Diyanet İşleri Başkanlığı’nın yıllık bütçesi Kültür Bakanlığı’nın 2 katı , Enerji ve Tabi Kaynakların 4 katı , Sanayi Bakanlığı’nın 5.5 katı.

Türkiye’de Diyanet İşleri Başkanlığının yıllık bütçesi 8 bakanlığın bütçesinden fazla. ( 4 bakanlık ve 22 üniversitenin toplam bütçesine eşit. )

Ülkemizde ortalama 77.000 cami var.
İnşaat halindeki cami sayısı ise 1340.
Bu camilerde görev yapan ortalama 87.000 din adamı bulunuyor.

Türkiye’deki okul sayısı 67.000
Türkiye’deki hastane sayısı : 1220
Türkiye’deki sağlık ocağı sayısı : 6300

Türkiye’de 1435 kütüphane bulunurken toplam 3852 kuran kursu bulunuyor.

Türkiye’de 1 opera , 11 bale , 10 heykel , 18 resim , 18 sinema , 38 tiyatro derneği var.
Sadece 13 şehrimizde devlet tiyatrosu bulunuyor.

14403 adet cami yaptırma-yaşatma derneği varken , güzel sanatlar derneklerinin sayısı 96.

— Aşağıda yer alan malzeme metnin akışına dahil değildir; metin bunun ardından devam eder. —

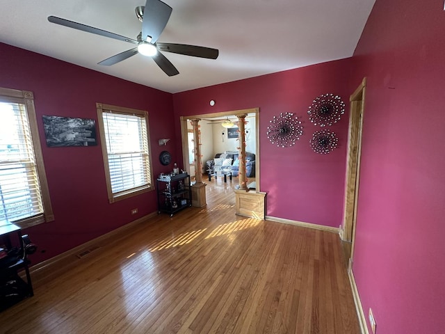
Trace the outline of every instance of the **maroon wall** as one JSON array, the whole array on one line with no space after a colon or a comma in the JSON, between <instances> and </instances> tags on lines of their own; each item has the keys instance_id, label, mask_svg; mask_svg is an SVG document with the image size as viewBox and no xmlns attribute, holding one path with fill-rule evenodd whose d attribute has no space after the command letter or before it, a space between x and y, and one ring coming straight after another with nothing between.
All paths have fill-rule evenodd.
<instances>
[{"instance_id":1,"label":"maroon wall","mask_svg":"<svg viewBox=\"0 0 445 334\"><path fill-rule=\"evenodd\" d=\"M0 86L34 93L43 158L56 220L26 230L40 252L33 263L51 257L157 210L151 191L108 204L102 149L48 148L42 116L97 120L96 102L147 110L155 175L170 170L158 157L158 139L176 134L172 95L0 43ZM99 129L97 129L99 132ZM167 148L176 158L174 145ZM136 215L130 210L138 208ZM44 253L42 251L45 251Z\"/></svg>"},{"instance_id":2,"label":"maroon wall","mask_svg":"<svg viewBox=\"0 0 445 334\"><path fill-rule=\"evenodd\" d=\"M351 59L332 61L175 94L176 118L214 112L259 108L261 191L267 193L266 214L338 228L341 223L348 124ZM346 112L330 129L339 146L325 155L314 152L309 140L319 130L307 110L321 94L339 95ZM216 102L213 107L209 102ZM294 113L304 133L291 148L277 148L266 132L280 113ZM205 140L205 138L202 138Z\"/></svg>"},{"instance_id":3,"label":"maroon wall","mask_svg":"<svg viewBox=\"0 0 445 334\"><path fill-rule=\"evenodd\" d=\"M367 77L353 272L377 333L444 333L443 0L377 0L355 53ZM371 333L371 332L370 332Z\"/></svg>"}]
</instances>

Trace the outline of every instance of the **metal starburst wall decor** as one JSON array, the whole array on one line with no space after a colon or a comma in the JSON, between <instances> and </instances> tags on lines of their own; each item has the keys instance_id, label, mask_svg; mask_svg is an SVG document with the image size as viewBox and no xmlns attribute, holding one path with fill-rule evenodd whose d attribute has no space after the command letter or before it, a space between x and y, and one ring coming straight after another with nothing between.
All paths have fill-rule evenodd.
<instances>
[{"instance_id":1,"label":"metal starburst wall decor","mask_svg":"<svg viewBox=\"0 0 445 334\"><path fill-rule=\"evenodd\" d=\"M339 138L337 135L327 129L316 131L312 139L309 141L309 145L314 152L320 154L327 154L337 148Z\"/></svg>"},{"instance_id":2,"label":"metal starburst wall decor","mask_svg":"<svg viewBox=\"0 0 445 334\"><path fill-rule=\"evenodd\" d=\"M337 95L323 94L316 97L309 107L309 120L314 125L331 126L345 113L345 102Z\"/></svg>"},{"instance_id":3,"label":"metal starburst wall decor","mask_svg":"<svg viewBox=\"0 0 445 334\"><path fill-rule=\"evenodd\" d=\"M267 127L267 138L270 143L279 148L287 148L295 145L303 134L303 127L297 116L293 113L281 113L279 116L273 116Z\"/></svg>"}]
</instances>

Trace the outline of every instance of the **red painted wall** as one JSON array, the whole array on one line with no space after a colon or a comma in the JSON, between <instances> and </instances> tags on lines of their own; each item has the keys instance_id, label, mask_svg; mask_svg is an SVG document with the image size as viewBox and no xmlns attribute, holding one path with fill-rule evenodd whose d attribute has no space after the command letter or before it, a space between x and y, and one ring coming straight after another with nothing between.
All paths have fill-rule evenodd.
<instances>
[{"instance_id":1,"label":"red painted wall","mask_svg":"<svg viewBox=\"0 0 445 334\"><path fill-rule=\"evenodd\" d=\"M377 333L445 328L443 0L377 0L355 51L368 78L353 272Z\"/></svg>"},{"instance_id":2,"label":"red painted wall","mask_svg":"<svg viewBox=\"0 0 445 334\"><path fill-rule=\"evenodd\" d=\"M48 148L42 116L97 121L96 102L147 110L153 169L157 175L171 169L171 166L162 166L158 159L165 148L158 145L158 139L175 140L171 94L1 43L0 86L34 93L56 220L25 231L39 247L39 253L32 255L33 264L157 210L154 191L108 204L100 144L88 148ZM175 159L174 146L166 148ZM130 210L136 207L138 213L131 216Z\"/></svg>"},{"instance_id":3,"label":"red painted wall","mask_svg":"<svg viewBox=\"0 0 445 334\"><path fill-rule=\"evenodd\" d=\"M343 216L351 59L332 61L175 94L176 118L259 107L261 191L267 193L266 214L339 227ZM317 96L338 95L346 104L341 120L330 128L339 146L329 154L314 152L309 141L321 128L309 120L308 107ZM216 102L213 107L209 102ZM294 113L304 133L291 148L277 148L266 132L280 113ZM179 128L179 125L178 125ZM205 140L205 138L202 138Z\"/></svg>"}]
</instances>

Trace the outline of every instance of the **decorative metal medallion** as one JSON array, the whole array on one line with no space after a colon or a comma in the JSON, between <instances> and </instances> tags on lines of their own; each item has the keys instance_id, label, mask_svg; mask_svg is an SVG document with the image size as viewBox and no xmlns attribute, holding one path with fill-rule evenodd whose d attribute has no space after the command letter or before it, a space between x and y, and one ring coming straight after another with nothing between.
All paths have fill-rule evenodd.
<instances>
[{"instance_id":1,"label":"decorative metal medallion","mask_svg":"<svg viewBox=\"0 0 445 334\"><path fill-rule=\"evenodd\" d=\"M345 113L345 102L339 96L332 94L323 94L316 97L312 105L309 107L307 113L309 120L314 125L326 127L332 125L340 120L340 117Z\"/></svg>"},{"instance_id":2,"label":"decorative metal medallion","mask_svg":"<svg viewBox=\"0 0 445 334\"><path fill-rule=\"evenodd\" d=\"M316 153L327 154L337 148L339 138L337 135L327 129L316 131L312 135L312 139L309 141L311 148Z\"/></svg>"},{"instance_id":3,"label":"decorative metal medallion","mask_svg":"<svg viewBox=\"0 0 445 334\"><path fill-rule=\"evenodd\" d=\"M293 113L281 113L279 116L273 116L267 127L267 138L270 143L279 148L293 146L296 141L303 134L303 127L297 116Z\"/></svg>"}]
</instances>

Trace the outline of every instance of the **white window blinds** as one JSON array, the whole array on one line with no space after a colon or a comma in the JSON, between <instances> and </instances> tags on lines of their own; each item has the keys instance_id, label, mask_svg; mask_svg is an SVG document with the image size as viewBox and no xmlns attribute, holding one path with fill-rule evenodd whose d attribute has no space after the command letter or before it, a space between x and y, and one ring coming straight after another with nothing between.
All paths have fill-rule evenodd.
<instances>
[{"instance_id":1,"label":"white window blinds","mask_svg":"<svg viewBox=\"0 0 445 334\"><path fill-rule=\"evenodd\" d=\"M111 203L152 191L147 111L97 103Z\"/></svg>"},{"instance_id":2,"label":"white window blinds","mask_svg":"<svg viewBox=\"0 0 445 334\"><path fill-rule=\"evenodd\" d=\"M44 213L25 105L0 102L0 221Z\"/></svg>"}]
</instances>

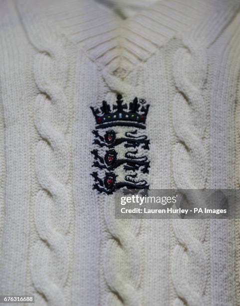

Almanya’da 8000 kilise varken , 70.000′in üzerinde sağlık kuruluşu bulunuyor.Kütüphane sayısı ise 11.332

Başta tiyatro olmak üzere her şehirde , bazı kasaba ve köylerde en az 1 tane devlet destekli kültür-sanat merkezi bulunuyor.

Katolik Fransa’da 60.000 sağlık kuruluşu bulunurken kilise sayısı 9.000.

Ülkemizde her 60.000 kişiye 1 hastane düşerken , 350 kişiye 1 cami düşüyor.
Ülkemizde 77.000 doktor varken , 90.000 din görevlisi bulunuyor.

Bu rakamları okuduktan sonra , niçin gelişemediğimizi anlamak kolay olsa gerek.Gelişmiş ülkelerde bilim/eğitim/kültür/sanat gibi alanlar dine göre ön planda olurken , ülkemizde ne yazık ki din kavramı ; bilim/eğitim/kültür ve sanattan ağır basıyor.

El açıp dua etmekle , varlığı kanıtlanmayan soyut kavrama tapmakla ilerlenemeyeceğin açık olduğu anlaşılırken ; inatla dini kuruluşlara geniş bütçe ayrılırken ; kültür/sanat/bilim/felsefe alanlarında bütçeden kısmak pek de mantıklı olmasa gerek…

Gerçekler İnandıklarımız mıdır ?

Kimi zaman , tanrının varlığını kanıtlayamayanlar "İnandığımız şey gerçektir.Gerçekler , inandıklarımızdır." gibi cümle kurarlar.Peki gerçekler , gerçekten inandıklarımız mıdır ? Tabii ki hayır.

Gözümüzün önünde duvar var , duvarın arkası da boş.Duvarın arkasında bardak olduğuna inansak da bardak yoktur , inanmasak da.Dolayısıyla gerçeğin inandıklarımız olduğunu iddia etmek doğru değildir.